In an unexpected development, the judge in Thomson Reuters v. Ross Intelligence1 — a case concerning the use of copyrighted material to train an artificial intelligence (AI) model — reversed much of his 2023 decision denying summary judgment on most issues, concluding that many issues could actually be resolved in Thomson Reuters’ favor on motions instead of going to a jury. While the case did not concern generative AI (i.e., models that generate new content), some of the court’s reasoning may prove persuasive for copyright infringement cases involving generative AI models as well, including with respect to the fair use doctrine.
Background
Ross is the developer of a legal research tool that produces judicial opinion language in response to a user’s questions. Ross sought to license Thomson Reuters’ Westlaw content to train Ross’ AI model. When Thomson Reuters refused, Ross purchased question and answer pairings (referred to as “Bulk Memos”) from a third party and used those Bulk Memos to train its AI model. The Bulk Memos were distilled from Westlaw headnotes (i.e., summaries of the key legal points in an opinion) by the third party. Thomson Reuters sued for copyright infringement and Ross claimed, among other defenses, fair use.

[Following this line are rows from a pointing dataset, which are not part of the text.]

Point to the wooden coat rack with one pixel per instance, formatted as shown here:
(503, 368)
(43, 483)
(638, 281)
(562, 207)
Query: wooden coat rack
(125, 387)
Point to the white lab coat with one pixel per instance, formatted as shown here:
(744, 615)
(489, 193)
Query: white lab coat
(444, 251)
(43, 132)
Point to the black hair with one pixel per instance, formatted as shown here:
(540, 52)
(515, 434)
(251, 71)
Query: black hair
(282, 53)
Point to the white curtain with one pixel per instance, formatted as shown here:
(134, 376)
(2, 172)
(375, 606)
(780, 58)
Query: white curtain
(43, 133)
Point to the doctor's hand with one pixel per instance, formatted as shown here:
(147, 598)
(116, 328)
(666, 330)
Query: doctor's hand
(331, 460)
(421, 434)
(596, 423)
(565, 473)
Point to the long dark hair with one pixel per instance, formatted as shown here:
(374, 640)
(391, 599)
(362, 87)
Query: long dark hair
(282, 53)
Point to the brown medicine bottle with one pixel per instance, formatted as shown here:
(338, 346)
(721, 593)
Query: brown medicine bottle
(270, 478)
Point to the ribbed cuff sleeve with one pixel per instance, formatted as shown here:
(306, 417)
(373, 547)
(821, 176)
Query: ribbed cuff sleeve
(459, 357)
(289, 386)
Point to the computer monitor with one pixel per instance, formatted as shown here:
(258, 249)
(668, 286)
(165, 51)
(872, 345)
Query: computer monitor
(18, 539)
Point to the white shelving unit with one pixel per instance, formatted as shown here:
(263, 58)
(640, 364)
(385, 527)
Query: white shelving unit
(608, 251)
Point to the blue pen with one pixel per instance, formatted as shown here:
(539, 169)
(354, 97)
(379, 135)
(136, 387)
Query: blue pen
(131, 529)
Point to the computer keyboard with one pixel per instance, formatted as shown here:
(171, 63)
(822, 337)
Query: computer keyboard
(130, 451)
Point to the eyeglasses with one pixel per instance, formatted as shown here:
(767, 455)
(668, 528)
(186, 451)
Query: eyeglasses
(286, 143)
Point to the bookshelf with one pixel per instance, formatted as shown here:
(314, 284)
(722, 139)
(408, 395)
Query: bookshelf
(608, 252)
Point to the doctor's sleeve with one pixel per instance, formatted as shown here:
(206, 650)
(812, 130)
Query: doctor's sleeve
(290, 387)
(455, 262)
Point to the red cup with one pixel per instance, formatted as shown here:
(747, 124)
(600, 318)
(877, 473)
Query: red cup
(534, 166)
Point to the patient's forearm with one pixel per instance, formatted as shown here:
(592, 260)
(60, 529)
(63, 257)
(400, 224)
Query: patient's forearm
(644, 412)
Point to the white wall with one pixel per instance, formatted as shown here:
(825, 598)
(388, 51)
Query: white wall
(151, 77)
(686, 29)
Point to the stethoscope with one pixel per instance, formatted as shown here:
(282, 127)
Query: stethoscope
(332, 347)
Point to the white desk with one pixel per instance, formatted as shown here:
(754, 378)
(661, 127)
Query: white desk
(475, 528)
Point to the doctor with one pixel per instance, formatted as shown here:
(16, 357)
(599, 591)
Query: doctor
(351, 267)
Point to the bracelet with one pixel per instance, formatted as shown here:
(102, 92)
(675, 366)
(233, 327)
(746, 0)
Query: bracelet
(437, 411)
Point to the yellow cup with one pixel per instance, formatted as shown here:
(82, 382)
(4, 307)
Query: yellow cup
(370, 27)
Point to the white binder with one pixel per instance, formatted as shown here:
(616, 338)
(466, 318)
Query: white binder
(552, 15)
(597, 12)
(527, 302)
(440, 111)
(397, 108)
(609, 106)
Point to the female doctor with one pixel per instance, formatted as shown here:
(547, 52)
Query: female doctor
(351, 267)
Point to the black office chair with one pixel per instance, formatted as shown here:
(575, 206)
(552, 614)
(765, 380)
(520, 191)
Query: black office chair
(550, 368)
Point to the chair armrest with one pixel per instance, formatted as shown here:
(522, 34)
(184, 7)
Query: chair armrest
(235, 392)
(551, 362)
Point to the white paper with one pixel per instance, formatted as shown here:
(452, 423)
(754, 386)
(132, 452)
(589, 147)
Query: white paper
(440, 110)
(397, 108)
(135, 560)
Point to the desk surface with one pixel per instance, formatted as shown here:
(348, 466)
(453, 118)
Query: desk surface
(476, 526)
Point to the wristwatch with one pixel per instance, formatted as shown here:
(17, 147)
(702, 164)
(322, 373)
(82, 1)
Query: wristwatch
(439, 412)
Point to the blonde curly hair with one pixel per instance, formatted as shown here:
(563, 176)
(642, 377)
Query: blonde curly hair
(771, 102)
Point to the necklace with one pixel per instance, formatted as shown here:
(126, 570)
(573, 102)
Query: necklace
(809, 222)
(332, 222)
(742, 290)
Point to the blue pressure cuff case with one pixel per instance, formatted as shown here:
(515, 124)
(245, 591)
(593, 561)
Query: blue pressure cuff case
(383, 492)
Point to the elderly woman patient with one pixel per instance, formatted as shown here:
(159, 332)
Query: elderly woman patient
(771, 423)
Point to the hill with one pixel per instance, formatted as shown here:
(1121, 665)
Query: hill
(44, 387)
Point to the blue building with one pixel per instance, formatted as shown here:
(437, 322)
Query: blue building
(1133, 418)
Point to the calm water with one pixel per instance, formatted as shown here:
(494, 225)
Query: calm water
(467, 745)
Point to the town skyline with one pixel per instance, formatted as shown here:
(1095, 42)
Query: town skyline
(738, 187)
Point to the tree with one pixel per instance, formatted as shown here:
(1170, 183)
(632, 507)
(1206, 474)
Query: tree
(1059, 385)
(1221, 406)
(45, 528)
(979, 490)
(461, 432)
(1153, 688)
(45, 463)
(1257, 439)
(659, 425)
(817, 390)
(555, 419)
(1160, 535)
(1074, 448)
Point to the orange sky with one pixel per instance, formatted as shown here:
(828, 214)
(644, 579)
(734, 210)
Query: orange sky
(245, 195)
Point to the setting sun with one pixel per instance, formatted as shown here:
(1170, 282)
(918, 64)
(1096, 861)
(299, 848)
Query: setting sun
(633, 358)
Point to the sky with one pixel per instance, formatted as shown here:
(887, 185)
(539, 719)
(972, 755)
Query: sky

The parties cross-moved for summary judgment, and in a September 2023 decision, Third Circuit Judge Stephanos Bibas, sitting by designation in the District of Delaware, largely denied the motions, holding that most of the issues presented, including those regarding whether the headnotes were copyrightable and whether the fair use defense applied, were issues of fact to be determined by a jury. As the case was proceeding to trial, however, Judge Bibas explained that he “studied the case materials more closely” and asked the parties to renew their summary judgment motions.
The Court’s Decision
Copyrightability of Thomson Reuters Headnotes
In his September 2023 decision, Judge Bibas held that whether the Thomson Reuters headnotes were original enough to be copyrightable was a question of fact for the jury. Specifically, the jury would need to decide whether the headnotes met the originality threshold under copyright law or simply overlapped with portions of uncopyrightable judicial decisions.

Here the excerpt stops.